Title: Annunciation to the Shepherds
Artist: Adam Pynacker
Medium: Oil on Panel
Size: 38.7 cm
Date: ca. 1640
Location: The Legion of Honor, San Francisco.
Luke 2:8-15: And there were shepherds living out in the fields nearby, keeping watch over their flocks at night. An angel of the Lord appeared to them, and the glory of the Lord shone around them, and they were terrified. But the angel said to them, “Do not be afraid. I bring you good news that will cause great joy for all the people. Today in the town of David a Savior has been born to you; he is the Messiah, the Lord.
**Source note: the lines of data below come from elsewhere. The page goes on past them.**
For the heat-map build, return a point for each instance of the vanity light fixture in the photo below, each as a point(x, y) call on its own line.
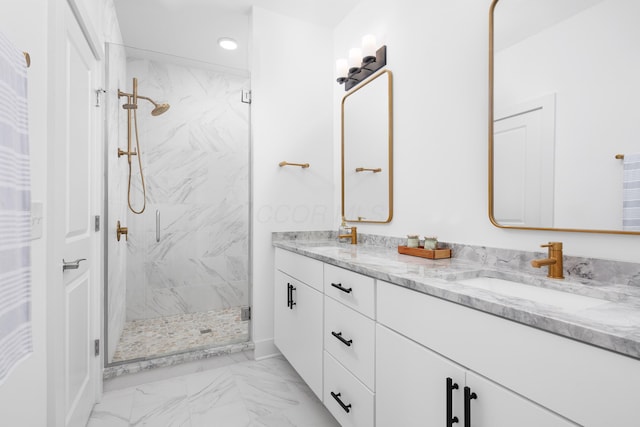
point(227, 43)
point(362, 63)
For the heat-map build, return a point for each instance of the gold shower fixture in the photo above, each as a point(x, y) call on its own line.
point(132, 106)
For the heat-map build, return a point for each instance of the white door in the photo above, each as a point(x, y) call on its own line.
point(523, 155)
point(72, 149)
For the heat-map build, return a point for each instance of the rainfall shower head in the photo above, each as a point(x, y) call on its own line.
point(159, 109)
point(132, 100)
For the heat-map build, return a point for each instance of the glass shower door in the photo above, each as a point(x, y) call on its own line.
point(187, 254)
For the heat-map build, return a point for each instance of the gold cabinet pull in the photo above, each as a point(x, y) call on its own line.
point(302, 165)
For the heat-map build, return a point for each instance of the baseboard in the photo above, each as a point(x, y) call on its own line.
point(265, 349)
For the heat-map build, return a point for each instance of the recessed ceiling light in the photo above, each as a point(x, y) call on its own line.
point(227, 43)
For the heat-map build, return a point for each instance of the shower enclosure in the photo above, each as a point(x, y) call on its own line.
point(178, 280)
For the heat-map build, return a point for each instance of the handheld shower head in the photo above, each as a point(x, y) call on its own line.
point(159, 109)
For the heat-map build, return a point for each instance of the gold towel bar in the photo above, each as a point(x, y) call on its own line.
point(302, 165)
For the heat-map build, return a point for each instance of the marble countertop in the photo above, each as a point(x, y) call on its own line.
point(612, 324)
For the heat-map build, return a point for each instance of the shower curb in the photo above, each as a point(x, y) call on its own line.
point(133, 367)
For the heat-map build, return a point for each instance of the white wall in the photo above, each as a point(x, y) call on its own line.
point(23, 397)
point(438, 53)
point(291, 84)
point(596, 107)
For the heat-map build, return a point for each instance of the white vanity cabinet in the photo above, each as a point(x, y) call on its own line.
point(521, 375)
point(417, 387)
point(298, 314)
point(383, 355)
point(349, 346)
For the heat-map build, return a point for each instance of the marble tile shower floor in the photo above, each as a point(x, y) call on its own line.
point(267, 393)
point(146, 338)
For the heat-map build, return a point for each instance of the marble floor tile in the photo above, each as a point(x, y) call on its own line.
point(267, 393)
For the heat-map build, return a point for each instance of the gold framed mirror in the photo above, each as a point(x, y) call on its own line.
point(367, 151)
point(563, 113)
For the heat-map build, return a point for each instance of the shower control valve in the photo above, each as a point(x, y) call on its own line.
point(122, 230)
point(125, 153)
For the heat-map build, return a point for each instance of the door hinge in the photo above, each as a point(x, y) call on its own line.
point(246, 96)
point(98, 93)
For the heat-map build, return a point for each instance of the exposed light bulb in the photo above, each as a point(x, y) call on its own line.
point(355, 59)
point(342, 68)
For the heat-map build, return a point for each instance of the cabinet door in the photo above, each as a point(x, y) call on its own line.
point(411, 384)
point(298, 328)
point(495, 406)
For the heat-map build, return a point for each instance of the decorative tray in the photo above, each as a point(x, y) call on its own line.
point(425, 253)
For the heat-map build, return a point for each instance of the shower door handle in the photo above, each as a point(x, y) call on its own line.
point(157, 225)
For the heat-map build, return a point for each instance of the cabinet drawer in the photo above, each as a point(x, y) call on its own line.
point(356, 398)
point(350, 338)
point(352, 289)
point(298, 328)
point(588, 385)
point(307, 270)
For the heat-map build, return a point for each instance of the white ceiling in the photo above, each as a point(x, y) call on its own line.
point(190, 28)
point(515, 20)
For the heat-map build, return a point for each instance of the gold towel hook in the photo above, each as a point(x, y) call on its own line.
point(302, 165)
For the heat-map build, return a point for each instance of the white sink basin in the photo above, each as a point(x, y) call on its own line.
point(560, 299)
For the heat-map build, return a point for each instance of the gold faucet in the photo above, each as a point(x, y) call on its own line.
point(554, 261)
point(353, 235)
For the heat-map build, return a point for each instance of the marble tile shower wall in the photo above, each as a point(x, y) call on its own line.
point(117, 186)
point(196, 167)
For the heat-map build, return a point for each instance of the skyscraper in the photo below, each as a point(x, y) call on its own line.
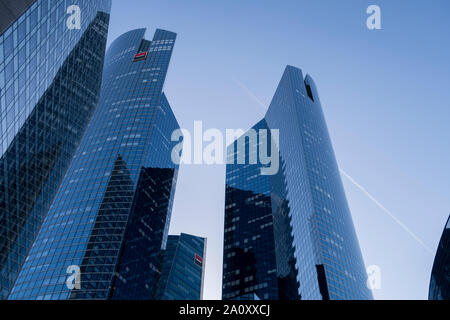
point(110, 217)
point(183, 268)
point(440, 276)
point(50, 77)
point(291, 235)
This will be a sign to you: You will find a baby wrapped in cloths and lying in a manger.” Suddenly a great company of the heavenly host appeared with the angel, praising God and saying, “Glory to God in the highest heaven, and on earth peace to those on whom his favor rests.” When the angels had left them and gone into heaven, the shepherds said to one another, “Let’s go to Bethlehem and see this thing that has happened, which the Lord has told us about.”
Although the Nativity narrative is also found in Matthew, the details of each account differ. Unique to Luke is the inclusion on the annunciation to the shepherds. Whereas Matthew records the recognition of Jesus by Magi, men of high reputation and standing, Luke describes the visit of shepherds, people of low esteem. Because their work prevented them from keeping the ceremonial law, shepherds were a despised class. Often regarded as thieves, they were considered unreliable and not allowed to give evidence in court. This is the beauty of Luke's gospel: God puts equal importance on each of us no matter our present station. Note as well that the angel calls Jesus “Savior”, one of only two times this word is used in reference to Jesus in all four Gospels (cf. John 4:42), a most outstanding term to be used for a new baby.
Adam Pynacker (1622 - 1673) was a Dutch landscape painter, active mainly in Delft and in Amsterdam. Having spent some time in Italy, he was one of the outstanding Dutch exponents of Italianate landscapes. In 1658 he converted to Catholicism in order to marry Eva Maria de Geest, daughter of renowned Dutch painter Wybrand de Geest. Pynacker’s style resembles that of Jan Both and Jan Asselyn, but his mature work often has a distinctive and attractive silvery tonality all his own, perfect for capturing the nocturnal arrival of an angel of the Lord.